Can arthritic old pay phones endure, stuck glumly to the wall, when newer wireless gizmos that send photos and text messages make even the basic cell phone seem passe?
"The public phone has just about no future," is the verdict delivered by James Katz, a communications sociologist at Rutgers University, in New Brunswick, N.J.
Is it time?
So let us break our cellular connections for a moment and be silent. Consider what coin-operated pay telephones have bestowed since William Gray invented them in 1889, supposedly hoping he'd find a phone more easily next time his wife got sick. Consider what pay phones still do.
Is it time to say goodbye to free emergency calls from telephones affixed reassuringly at street corners, waiting without discrimination for all comers? Don't expect help from Superman, either. Where's he going to pull on his spandex?
Will it be goodbye to coin calls you can really count on with a connection that shows up as dependably as Cal Ripken Jr. at the ballpark? No more reporters dashing or salesmen lumbering up to banks of pay phones?
Goodbye, then, to the few enduring booths and private conversations in private, instead of the corner booth at McDonald's. Even without their accordion doors, booths still drown out street noise and provide oases from the rain.
Of course, some public phones have been spared, especially in busy terminals of public transport. They may yet linger for years, serving cellular holdouts and other land line lovers.
"I've got a good cell phone," said Willard Nichols, president of the American Public Communications Council. "When I'm in an airport waiting for a plane and I want to talk business, I don't use the cell phone, just because of the vagaries of atmospherics."
Here come the collectors
You can almost smell technological obsolescence, though, when hoarders and collectors like Lee Spenadel start swarming.
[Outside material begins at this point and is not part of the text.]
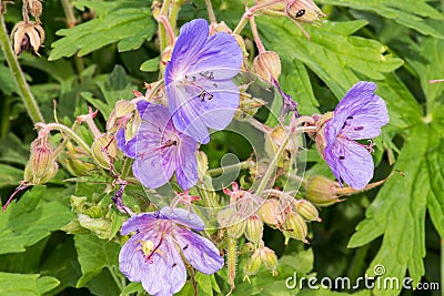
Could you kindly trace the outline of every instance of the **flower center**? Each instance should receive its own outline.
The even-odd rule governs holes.
[[[158,253],[158,254],[160,254],[161,256],[165,256],[164,254],[163,254],[163,252],[162,251],[160,251],[159,249],[159,247],[160,247],[160,245],[162,244],[162,242],[163,242],[163,235],[160,237],[160,241],[159,241],[159,244],[157,245],[157,246],[154,246],[154,242],[153,241],[142,241],[142,253],[143,253],[143,258],[145,259],[145,263],[148,262],[148,263],[150,263],[150,264],[153,264],[154,263],[154,261],[153,261],[153,255],[155,254],[155,253]]]
[[[180,83],[176,85],[178,88],[192,88],[193,93],[194,91],[198,91],[198,98],[201,99],[201,101],[210,101],[213,99],[213,94],[211,94],[209,91],[206,91],[203,86],[200,85],[200,83],[205,82],[205,81],[212,81],[214,80],[214,72],[213,71],[201,71],[199,74],[191,74],[188,75],[185,74],[183,79],[180,79]],[[214,88],[218,88],[218,84],[214,82],[213,83]]]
He has collected and restored 12 pay phones, dating from the 1930s to the 1970s.
But even he can't remember when he last used a pay phone outside his home in Wellfleet, Mass. "I'm a technologist at heart, and I believe the new technologies replace old, and perhaps its time has come," he says.
Half of all Americans -- about 148 million people -- now have cellular phones, according to the Cellular Telecommunications and Internet Association. That's more than 80 times the number of pay phones.
Consider Tim and Daryl Richardson, a father-son team of building remodelers. Out on a job, they pulled up their truck the other day at The Old Village Store in Barnstable, almost blocking the phone booth on the edge of the parking lot. They set their lunches on the truck's hood and, before long, whipped out cellulars.
"I rarely use my house phone. It's all on the cell," said the father. "I'd be lost without it."